A marathon day was just about to conclude at TPC Scottsdale and it seemed there wasn’t going to be a repeat of the energy of Sam Ryder’s electric Saturday ace from a year ago at the coliseum hole 16th.
But as the old saying goes, good things come to those who wait.
Thanks to still needing to catch up from Thursday’s frost delay, the second round concluded Saturday morning. Those who sprinted from the gates at 7 a.m. to find a seat at the WM Phoenix Open‘s stadium hole got bonus golf for a couple of hours. Yet, even with the yardage set at just 128 yards when the third round began, no one really flirted with an ace.
Heroics were lacking and there were even some empty seats among the some 20,000 that ring the hole.
Then, with only about 40 minutes of daylight left, the final group came to the tee.
First was Jon Rahm. The Scottsdale resident and Arizona State alumnus was on a roll after an uneven start to his day. He birdied two of the previous three holes to climb back into contention.
His tee shot at the iconic par-3? Uninspiring, finishing 41 feet long and right.

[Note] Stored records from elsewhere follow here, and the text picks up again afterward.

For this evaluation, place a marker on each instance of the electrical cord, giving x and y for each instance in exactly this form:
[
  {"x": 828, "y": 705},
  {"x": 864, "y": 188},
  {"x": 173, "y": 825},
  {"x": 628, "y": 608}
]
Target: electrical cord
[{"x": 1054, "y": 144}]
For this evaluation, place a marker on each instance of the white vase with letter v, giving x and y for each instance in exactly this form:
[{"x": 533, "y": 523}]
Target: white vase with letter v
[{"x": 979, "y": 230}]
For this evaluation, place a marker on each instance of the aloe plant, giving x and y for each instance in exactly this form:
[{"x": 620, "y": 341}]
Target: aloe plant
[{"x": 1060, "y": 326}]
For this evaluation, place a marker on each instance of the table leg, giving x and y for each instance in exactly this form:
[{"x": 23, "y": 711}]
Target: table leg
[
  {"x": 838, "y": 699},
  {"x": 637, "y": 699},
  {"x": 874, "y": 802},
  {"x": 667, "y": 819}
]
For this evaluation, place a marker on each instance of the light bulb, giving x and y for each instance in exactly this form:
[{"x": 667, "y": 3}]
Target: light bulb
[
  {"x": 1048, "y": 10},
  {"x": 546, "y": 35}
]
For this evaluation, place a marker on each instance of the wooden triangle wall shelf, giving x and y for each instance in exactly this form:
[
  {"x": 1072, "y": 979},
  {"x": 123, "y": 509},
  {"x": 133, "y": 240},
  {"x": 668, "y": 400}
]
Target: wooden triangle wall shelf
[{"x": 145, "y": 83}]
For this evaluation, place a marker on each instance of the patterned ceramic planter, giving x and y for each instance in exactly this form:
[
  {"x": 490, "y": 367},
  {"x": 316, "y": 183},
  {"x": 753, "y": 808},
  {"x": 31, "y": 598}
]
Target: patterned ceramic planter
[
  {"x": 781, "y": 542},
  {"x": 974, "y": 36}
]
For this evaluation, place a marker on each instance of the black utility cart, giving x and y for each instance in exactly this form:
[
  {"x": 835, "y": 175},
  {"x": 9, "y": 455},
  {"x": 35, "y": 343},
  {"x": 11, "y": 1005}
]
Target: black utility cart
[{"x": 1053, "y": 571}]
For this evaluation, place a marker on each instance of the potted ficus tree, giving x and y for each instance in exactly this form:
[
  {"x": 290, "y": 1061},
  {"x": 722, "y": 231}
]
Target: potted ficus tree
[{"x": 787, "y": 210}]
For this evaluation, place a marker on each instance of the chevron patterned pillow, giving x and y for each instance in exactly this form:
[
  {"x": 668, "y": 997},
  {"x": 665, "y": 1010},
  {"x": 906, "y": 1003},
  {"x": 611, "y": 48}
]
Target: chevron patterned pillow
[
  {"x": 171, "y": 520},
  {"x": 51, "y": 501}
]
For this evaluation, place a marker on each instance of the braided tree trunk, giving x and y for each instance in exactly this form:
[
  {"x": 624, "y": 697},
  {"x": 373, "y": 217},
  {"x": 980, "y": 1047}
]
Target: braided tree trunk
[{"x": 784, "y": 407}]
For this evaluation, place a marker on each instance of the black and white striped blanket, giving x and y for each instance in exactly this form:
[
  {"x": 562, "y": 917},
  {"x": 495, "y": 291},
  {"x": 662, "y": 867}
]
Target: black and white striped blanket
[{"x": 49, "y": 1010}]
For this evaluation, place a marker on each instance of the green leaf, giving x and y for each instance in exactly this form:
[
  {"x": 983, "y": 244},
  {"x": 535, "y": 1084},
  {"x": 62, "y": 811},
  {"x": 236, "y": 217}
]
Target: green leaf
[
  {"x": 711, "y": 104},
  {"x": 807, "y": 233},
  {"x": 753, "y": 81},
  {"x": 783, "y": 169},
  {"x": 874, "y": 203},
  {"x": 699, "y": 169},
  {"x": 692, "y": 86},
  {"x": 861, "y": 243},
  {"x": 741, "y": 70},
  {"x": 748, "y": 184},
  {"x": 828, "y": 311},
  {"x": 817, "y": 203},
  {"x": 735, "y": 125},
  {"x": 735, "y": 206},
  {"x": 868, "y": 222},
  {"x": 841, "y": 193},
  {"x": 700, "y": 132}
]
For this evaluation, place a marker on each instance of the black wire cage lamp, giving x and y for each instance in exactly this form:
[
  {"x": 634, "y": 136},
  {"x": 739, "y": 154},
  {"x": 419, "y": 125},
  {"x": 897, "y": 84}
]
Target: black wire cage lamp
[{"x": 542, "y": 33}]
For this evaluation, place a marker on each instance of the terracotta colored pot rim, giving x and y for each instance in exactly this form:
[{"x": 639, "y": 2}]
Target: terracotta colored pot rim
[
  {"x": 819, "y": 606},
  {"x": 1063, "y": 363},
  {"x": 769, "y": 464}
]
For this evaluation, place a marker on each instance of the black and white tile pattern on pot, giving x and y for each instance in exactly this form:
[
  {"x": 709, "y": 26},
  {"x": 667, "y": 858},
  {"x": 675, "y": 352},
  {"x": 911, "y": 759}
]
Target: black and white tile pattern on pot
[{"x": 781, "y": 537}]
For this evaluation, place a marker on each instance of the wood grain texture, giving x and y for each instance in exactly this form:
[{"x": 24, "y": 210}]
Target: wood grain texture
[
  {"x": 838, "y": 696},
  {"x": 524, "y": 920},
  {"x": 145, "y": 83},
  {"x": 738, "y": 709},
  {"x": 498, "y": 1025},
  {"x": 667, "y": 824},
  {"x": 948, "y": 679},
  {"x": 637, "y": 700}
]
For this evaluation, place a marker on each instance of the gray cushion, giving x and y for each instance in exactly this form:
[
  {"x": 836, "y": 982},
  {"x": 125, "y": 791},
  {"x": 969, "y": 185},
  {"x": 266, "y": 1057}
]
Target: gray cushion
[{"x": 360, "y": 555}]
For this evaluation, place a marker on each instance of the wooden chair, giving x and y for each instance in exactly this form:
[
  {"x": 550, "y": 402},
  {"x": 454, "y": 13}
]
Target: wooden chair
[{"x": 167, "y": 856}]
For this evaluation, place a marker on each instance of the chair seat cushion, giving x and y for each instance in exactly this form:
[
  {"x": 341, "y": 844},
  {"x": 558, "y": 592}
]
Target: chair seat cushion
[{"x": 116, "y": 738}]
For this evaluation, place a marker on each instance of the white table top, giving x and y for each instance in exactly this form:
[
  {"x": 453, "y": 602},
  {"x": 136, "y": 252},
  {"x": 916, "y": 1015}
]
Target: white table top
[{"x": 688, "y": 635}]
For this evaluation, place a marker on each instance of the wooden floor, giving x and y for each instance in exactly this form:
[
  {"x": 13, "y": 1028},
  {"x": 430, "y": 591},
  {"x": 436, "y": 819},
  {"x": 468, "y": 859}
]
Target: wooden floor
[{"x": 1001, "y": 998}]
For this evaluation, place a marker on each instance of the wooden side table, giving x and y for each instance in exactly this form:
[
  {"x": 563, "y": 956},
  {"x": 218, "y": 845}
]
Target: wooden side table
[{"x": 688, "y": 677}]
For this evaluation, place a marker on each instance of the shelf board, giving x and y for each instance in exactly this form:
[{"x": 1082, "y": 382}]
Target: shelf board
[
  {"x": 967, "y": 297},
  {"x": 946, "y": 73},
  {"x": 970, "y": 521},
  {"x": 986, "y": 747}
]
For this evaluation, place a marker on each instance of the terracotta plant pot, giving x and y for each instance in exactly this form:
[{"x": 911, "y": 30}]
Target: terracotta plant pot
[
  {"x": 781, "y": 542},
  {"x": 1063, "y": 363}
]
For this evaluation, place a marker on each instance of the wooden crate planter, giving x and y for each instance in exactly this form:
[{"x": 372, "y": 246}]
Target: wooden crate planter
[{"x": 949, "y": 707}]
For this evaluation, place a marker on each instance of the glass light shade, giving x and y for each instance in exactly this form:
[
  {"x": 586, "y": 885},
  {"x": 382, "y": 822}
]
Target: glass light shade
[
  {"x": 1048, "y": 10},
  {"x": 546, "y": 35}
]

After the strike, immediately started motioning for his ball to get down.
Next up, World No. 2 and tournament leader by one, Scottie Scheffler.
His attempt was hole high but well right, just 11 feet closer than Rahm.
The final shot of the day fell to Adam Hadwin. The Canadian had just bogeyed the easy par-5 15th to fall out of the top 5 for the first time all day after starting the round tied with Scheffler at 10 under.
It was clear he was having trouble choosing a club.
He called back in caddie Joe Cruz. They threw up some grass to gauge the wind as the crowd grew restless.
Just when he looked set, he did the unthinkable: he backed off.
The boos rained down from the crowd. Cruz came back in and Hadwin just smiled as CBS showed a woman dancing on a table in a hospitality suite behind him.
Finally, after what had to feel like the longest three minutes to the likely tired and well-served crowd, Hadwin struck his tee shot.
The ball landed about 20 feet right of the hole, spun left, caught a slope and started tracking toward the hole.
“Come on! Keep rolling baby!” shouted announcer Colt Knost. “The best shot of the day on the last shot of the day.”
It wasn’t a repeat of Ryder’s ace, but the ball settled just 17 inches from the hole, the closest of the day.
Hadwin could only stand there in disbelief for a moment after the confusion he had in the shot selection.
The crowd went wild and not even a ban on aluminum cans could stop them from chucking the plastic cups of beer and bottles of soda onto the green.
For the second year in a row, play stopped to clean up the 16th green.
Only it wouldn’t be the end of the show.
After things got cleared up, Rahm still had his putt.
“We felt the chaos going on. I just thought it was best to not give it too much time,” Rahm said after the round of the putt. “I didn’t want to give the crowd too much time to think about throwing anything else. So even through my routine, somebody threw a bottle and I just went up and hit it.”
His lag started way out to the left, prompting more boos from the crowd.
They turned out to be premature.
The ball had perfect speed and caught the slope about six feet from the hole. It curled right into the center of the cup.
Rahm put his hands up in the air and then to his ears. The beer and trash went flying once again.
“It was one of those things that luckily it went in and I got to enjoy that moment,” he said.
After Hadwin hit the closest shot of the day, Rahm ended up with the longest made putt of the day.
It turned out to be a crucial one for Rahm too. Although Scheffler would extend his lead back to two at 13 under on 17, the birdie pulled Rahm back into second and two pars got him back into the final group for Sunday.
Should Scheffler or Rahm end up winning Sunday, they would likely supplant Rory McIlroy as World No. 1.